Repeating Pattern: Men Leave When I Surrender
Dear Mai,
I’m almost giving up on men or faith that love will ever find me. I’m a 38-year-old women with a great job, my own house and good friends. I work out and take care of my body. My entire life is on track, but for some reason it’s as if I can’t seem to make things work with a man. I don’t know what it is, but I’ve just been dumped again and it’s the same thing that keeps happening to me. It makes me really sad every time and I’m close to simply giving up on it all.
The situation I keep experiencing is; when I’ve been seeing a guy for a while and things are going really well; he leaves. It’s always just as I begin to believe this could turn out to be something amazing. Usually it’s a situation where we’ve been seeing each other for a few months and we’re gettting closer when he just leaves out of nowhere. Like lightning out of a blue sky. Whenever I finally begin to surrender; he’s out. It’s almost as if guys only want to be with me when I’m holding back. It hurts every time it happens and I’m just beginning to wonder if something is wrong with me. Can you tell me if it’s me or if there’s something I’m doing wrong?
Dear Jess,
I’m sorry to hear that you keep having negative experiences with dating that leave you sad and that you’re now losing hope. Sometimes love just really hurts – and when we get disappointed over and over it’s natural to feel discouraged. But don’t lose hope – even the fact that you recognize that there’s a pattern is great. When we realize this, we can begin to change it.
Mission vs. Relationship
It’s hard for me to say exactly what’s happening without specific details about the breakups. However, based on what you write, I get the feeling that you may be a little guarded when it comes to love. It’s completely natural – especially when we’ve been disappointed many times in the past. We then try to protect ourselves when we meet someone we like. Since we really don’t want to experience getting hurt again, we can then hold ourselves back and see things in a light, that holds us in a situation where the person we’re dating has to prove they won’t hurt us before we open up. This not only makes us seem closed in a way that may scare off good people; It also accidentally puts us in a position, where the men we attract, become more focused on the chase than getting into a relationship with us. This way love and dating becomes a game, which obviously isn’t ideal. Since you say that men leave when you ’finally surrender’ I feel that this might be where your challenge lies.
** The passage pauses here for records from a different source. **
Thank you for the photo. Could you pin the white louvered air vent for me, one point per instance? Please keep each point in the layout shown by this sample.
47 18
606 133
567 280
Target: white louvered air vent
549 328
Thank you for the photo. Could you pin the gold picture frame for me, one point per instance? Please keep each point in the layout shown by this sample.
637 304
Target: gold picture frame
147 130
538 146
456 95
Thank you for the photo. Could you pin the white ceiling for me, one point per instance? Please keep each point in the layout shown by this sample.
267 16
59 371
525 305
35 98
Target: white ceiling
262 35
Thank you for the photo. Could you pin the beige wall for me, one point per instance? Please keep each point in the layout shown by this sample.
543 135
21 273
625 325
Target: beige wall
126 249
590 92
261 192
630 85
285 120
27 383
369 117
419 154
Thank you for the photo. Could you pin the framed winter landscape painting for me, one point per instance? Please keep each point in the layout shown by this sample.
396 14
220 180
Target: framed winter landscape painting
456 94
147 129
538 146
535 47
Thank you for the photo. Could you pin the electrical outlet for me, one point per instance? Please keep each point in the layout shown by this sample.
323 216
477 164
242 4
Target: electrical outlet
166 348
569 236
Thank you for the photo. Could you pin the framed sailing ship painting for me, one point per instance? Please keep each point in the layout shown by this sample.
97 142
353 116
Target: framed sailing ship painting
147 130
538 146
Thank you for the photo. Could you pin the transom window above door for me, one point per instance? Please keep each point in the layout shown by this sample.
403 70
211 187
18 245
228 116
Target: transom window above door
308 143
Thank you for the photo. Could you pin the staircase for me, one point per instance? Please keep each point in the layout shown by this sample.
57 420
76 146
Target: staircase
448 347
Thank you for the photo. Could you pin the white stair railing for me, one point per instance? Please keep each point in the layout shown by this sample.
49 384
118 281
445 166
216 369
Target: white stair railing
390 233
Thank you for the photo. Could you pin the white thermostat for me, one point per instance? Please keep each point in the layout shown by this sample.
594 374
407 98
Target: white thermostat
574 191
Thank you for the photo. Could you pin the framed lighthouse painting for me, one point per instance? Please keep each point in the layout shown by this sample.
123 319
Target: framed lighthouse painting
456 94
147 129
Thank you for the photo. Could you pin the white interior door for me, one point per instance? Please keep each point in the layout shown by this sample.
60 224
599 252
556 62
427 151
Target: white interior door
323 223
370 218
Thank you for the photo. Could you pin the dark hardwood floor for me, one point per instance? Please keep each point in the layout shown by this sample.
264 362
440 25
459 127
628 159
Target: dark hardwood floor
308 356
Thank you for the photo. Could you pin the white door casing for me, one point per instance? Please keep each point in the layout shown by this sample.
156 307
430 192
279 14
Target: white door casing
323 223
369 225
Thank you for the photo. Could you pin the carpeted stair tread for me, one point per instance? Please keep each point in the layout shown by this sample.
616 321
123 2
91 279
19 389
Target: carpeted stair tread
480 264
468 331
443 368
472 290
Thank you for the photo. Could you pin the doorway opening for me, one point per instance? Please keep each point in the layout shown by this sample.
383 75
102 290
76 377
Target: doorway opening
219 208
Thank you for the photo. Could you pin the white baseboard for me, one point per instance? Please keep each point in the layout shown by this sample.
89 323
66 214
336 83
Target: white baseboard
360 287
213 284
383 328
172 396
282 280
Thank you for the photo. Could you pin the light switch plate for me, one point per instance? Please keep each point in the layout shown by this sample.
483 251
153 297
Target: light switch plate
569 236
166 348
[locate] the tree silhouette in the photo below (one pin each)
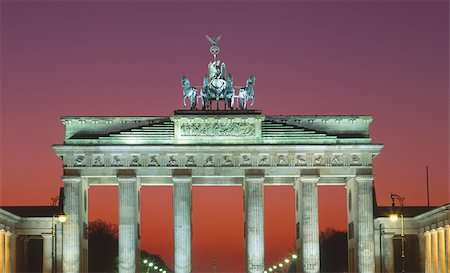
(103, 246)
(333, 251)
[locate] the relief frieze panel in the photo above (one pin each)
(233, 129)
(327, 159)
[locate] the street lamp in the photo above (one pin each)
(394, 217)
(62, 218)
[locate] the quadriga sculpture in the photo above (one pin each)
(246, 93)
(189, 92)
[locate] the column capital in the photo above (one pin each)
(71, 179)
(309, 178)
(388, 235)
(364, 178)
(46, 235)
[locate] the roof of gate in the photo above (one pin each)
(217, 127)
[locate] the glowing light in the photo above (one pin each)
(62, 218)
(393, 217)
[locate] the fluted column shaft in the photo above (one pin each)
(2, 250)
(388, 253)
(182, 232)
(447, 247)
(422, 250)
(47, 261)
(441, 249)
(13, 252)
(128, 225)
(308, 221)
(434, 251)
(366, 247)
(72, 227)
(254, 223)
(428, 263)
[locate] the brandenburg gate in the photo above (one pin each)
(219, 147)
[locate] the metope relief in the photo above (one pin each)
(264, 160)
(190, 161)
(209, 161)
(172, 161)
(80, 161)
(98, 161)
(153, 161)
(135, 161)
(227, 161)
(246, 160)
(282, 160)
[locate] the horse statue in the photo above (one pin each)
(247, 93)
(229, 92)
(214, 84)
(189, 92)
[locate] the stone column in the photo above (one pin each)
(182, 220)
(428, 262)
(58, 247)
(47, 259)
(2, 250)
(441, 250)
(13, 252)
(72, 228)
(128, 224)
(422, 251)
(447, 247)
(254, 223)
(307, 217)
(8, 252)
(365, 238)
(434, 251)
(388, 253)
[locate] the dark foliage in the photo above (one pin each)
(152, 258)
(103, 246)
(333, 251)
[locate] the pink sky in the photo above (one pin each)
(389, 59)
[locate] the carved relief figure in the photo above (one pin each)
(337, 160)
(246, 160)
(98, 161)
(172, 161)
(209, 161)
(282, 160)
(301, 160)
(116, 161)
(190, 161)
(153, 161)
(135, 161)
(264, 161)
(227, 161)
(80, 161)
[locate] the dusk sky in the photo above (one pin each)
(389, 59)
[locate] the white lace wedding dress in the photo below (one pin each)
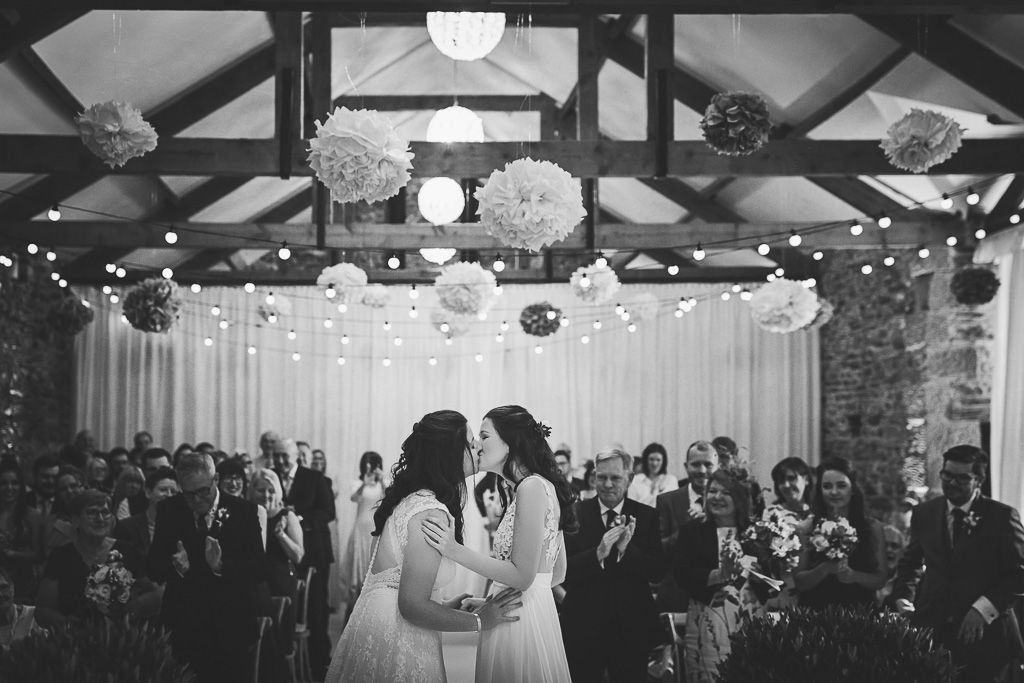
(529, 650)
(378, 645)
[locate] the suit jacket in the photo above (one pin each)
(312, 500)
(988, 561)
(673, 514)
(135, 531)
(201, 602)
(617, 596)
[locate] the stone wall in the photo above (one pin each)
(904, 369)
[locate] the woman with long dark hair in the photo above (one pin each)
(528, 553)
(394, 631)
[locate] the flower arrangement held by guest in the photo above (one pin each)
(653, 479)
(845, 561)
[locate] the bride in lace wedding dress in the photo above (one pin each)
(528, 553)
(394, 631)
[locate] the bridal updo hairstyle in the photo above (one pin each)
(528, 450)
(431, 458)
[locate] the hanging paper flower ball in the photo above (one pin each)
(153, 305)
(530, 204)
(376, 295)
(921, 139)
(466, 36)
(357, 156)
(449, 324)
(465, 289)
(825, 313)
(541, 319)
(69, 315)
(642, 306)
(348, 281)
(974, 286)
(784, 306)
(594, 285)
(116, 132)
(736, 123)
(282, 306)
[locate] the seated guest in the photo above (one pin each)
(20, 531)
(59, 529)
(708, 569)
(61, 590)
(653, 478)
(129, 493)
(854, 580)
(16, 621)
(44, 484)
(138, 528)
(284, 546)
(608, 619)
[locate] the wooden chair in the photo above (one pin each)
(301, 650)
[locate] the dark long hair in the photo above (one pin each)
(529, 451)
(431, 458)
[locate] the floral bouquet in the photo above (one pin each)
(108, 587)
(834, 539)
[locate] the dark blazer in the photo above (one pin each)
(206, 612)
(943, 582)
(135, 531)
(617, 596)
(312, 500)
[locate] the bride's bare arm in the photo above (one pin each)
(527, 541)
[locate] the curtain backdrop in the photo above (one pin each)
(674, 380)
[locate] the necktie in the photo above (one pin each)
(958, 516)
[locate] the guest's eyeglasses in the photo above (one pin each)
(949, 477)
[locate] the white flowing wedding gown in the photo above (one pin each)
(378, 645)
(529, 650)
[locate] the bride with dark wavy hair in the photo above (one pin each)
(528, 552)
(394, 631)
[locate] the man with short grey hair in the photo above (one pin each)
(609, 623)
(208, 549)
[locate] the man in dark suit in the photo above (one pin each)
(964, 567)
(609, 623)
(308, 493)
(208, 550)
(675, 509)
(137, 530)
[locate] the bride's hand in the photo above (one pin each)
(440, 538)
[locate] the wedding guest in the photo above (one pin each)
(854, 580)
(61, 590)
(964, 569)
(711, 573)
(309, 495)
(231, 478)
(44, 484)
(117, 459)
(207, 549)
(675, 509)
(20, 531)
(59, 528)
(284, 547)
(367, 492)
(97, 474)
(129, 493)
(16, 620)
(609, 623)
(653, 478)
(138, 528)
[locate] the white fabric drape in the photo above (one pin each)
(675, 380)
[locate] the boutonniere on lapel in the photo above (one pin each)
(971, 521)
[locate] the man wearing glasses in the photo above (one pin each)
(208, 550)
(972, 549)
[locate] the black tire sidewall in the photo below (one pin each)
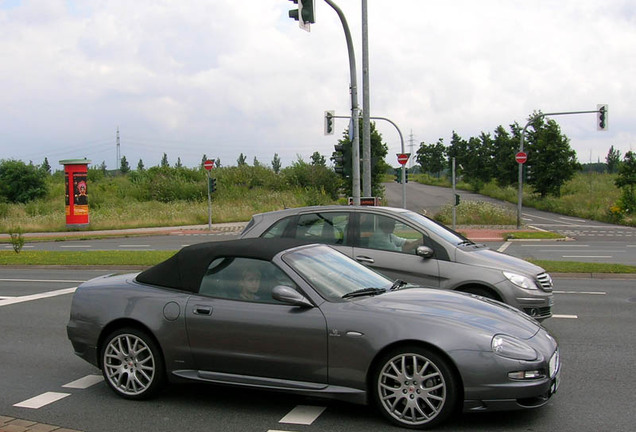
(158, 379)
(452, 388)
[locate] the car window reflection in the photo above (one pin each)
(243, 279)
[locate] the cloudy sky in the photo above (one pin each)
(224, 77)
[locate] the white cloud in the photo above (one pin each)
(225, 77)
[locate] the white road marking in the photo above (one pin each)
(41, 400)
(41, 280)
(504, 246)
(586, 256)
(303, 414)
(48, 294)
(581, 292)
(557, 246)
(84, 383)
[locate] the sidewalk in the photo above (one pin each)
(185, 229)
(10, 424)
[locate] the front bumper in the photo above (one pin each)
(537, 303)
(510, 394)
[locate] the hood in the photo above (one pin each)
(459, 309)
(484, 257)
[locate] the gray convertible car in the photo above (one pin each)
(284, 316)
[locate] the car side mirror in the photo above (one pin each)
(290, 296)
(425, 252)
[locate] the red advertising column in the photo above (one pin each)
(76, 199)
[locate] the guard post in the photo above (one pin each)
(76, 192)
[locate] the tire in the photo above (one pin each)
(483, 292)
(415, 388)
(132, 364)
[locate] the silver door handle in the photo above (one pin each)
(202, 310)
(365, 259)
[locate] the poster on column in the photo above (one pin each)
(80, 193)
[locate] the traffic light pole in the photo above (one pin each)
(523, 134)
(209, 204)
(355, 141)
(402, 147)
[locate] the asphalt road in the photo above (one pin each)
(431, 199)
(594, 326)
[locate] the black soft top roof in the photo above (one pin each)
(185, 269)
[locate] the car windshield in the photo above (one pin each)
(437, 228)
(333, 274)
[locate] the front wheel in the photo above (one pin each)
(414, 388)
(132, 364)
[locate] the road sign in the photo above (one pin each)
(521, 157)
(403, 158)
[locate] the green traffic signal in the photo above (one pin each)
(293, 13)
(329, 123)
(305, 11)
(602, 117)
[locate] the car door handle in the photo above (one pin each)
(365, 259)
(202, 310)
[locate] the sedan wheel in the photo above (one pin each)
(415, 388)
(132, 364)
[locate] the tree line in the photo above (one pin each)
(491, 157)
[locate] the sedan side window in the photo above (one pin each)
(243, 279)
(329, 228)
(278, 229)
(386, 233)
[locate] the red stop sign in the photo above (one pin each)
(521, 157)
(403, 158)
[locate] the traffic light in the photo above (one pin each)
(329, 122)
(342, 159)
(304, 14)
(602, 117)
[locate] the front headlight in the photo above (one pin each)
(510, 347)
(520, 280)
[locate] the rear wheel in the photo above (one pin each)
(415, 388)
(132, 364)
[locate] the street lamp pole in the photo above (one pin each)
(355, 139)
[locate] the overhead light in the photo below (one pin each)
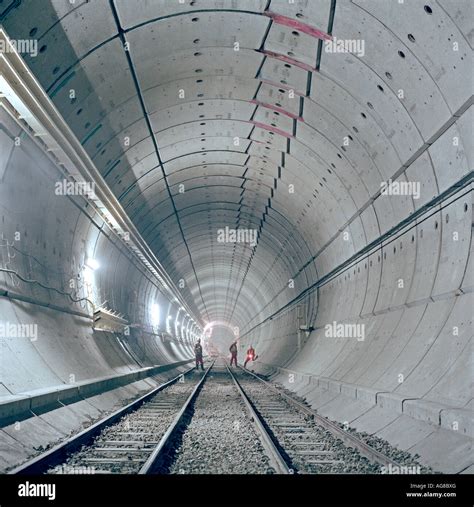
(155, 314)
(92, 263)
When we’re walking around with a closed heart as we meet a new man, the signals we’re putting out is that he needs to prove himself to us before we’ll open up to him. This way we make it his mission to open up our hearts and make us surrender. In such a case, a man will have accomplished his mission once this happens, which might be the reason he loses interest. If instead, we’re open from the beginning and spend our time getting to know this man with a heart that’s wide open, he can then spend his energy winning us over as a person. His mission changes from being one of ’making us lose our guard’ to genuinely wanting to have us and get closer.
I’m sure you’re a wonderful woman with a lot to offer anyone - especially since it sounds like you already have a stable life that you’re happy with. Any man would be lucky to get invited into that, so let this be his aim instead. Once more, this isn’t about dating being a game – it’s about meeting a great person who is right for us.
Beginnings; Openness over a closed heart
I know it may seem illogical and maybe even scary to have an open heart from the beginning when you’ve been hurt many times. It can be hard to believe that the way to succeed in love is to be open and lower your guards, as it can make us feel defenseless. In saying that, it’s important to note that I’m in no way encouraging you to rely blindly on your emotions or that you need to be overly loving with a new human that you’ve only just met. What I’m saying is, that it might be good for you to remember that any new man you meet doesn’t deserve to be held accountable for something an ex put you through. It can never be his responsibility and he can’t undo what you’ve already experienced.
In all cases, when we meet someone new, who could be amazing, it’s our job to be open to love. Rather than holding ourselves back and waiting for something to go wrong or testing this other person, we must simply try to be curious – and trust him till he shows us otherwise. This doesn’t mean that we give away our heart to a new man right away, but rather that we are open to love whilst still holding on to our hearts. This way we can be open and trusting when getting to know someone new and then invest our entire being and heart, once we know who this other person is.
Taking off the mask
Perhaps for you, it would be good to practice taking off your mask when you’re meeting someone for the first time. Allow yourself to be excited and happy or to laugh and share your opinion on things you’re speaking of. Let yourself be hopeful, but without the need for conclusions. Sure you may get disappointed if things don’t work out after a few dates because you were excited about the potential of having a boyfriend. However, disappointment is better than being heartbroken after spending many months dating someone who leaves, once you complete their mission by giving them your heart.
Romantic love is about being with a person who wants to be with us, and who’s into us because we’re an exciting person, not because we’re a tough challenge. A person can only become interested in us however if we show him who we genuinely are. So my advice would be to lower your guards and show the next man early.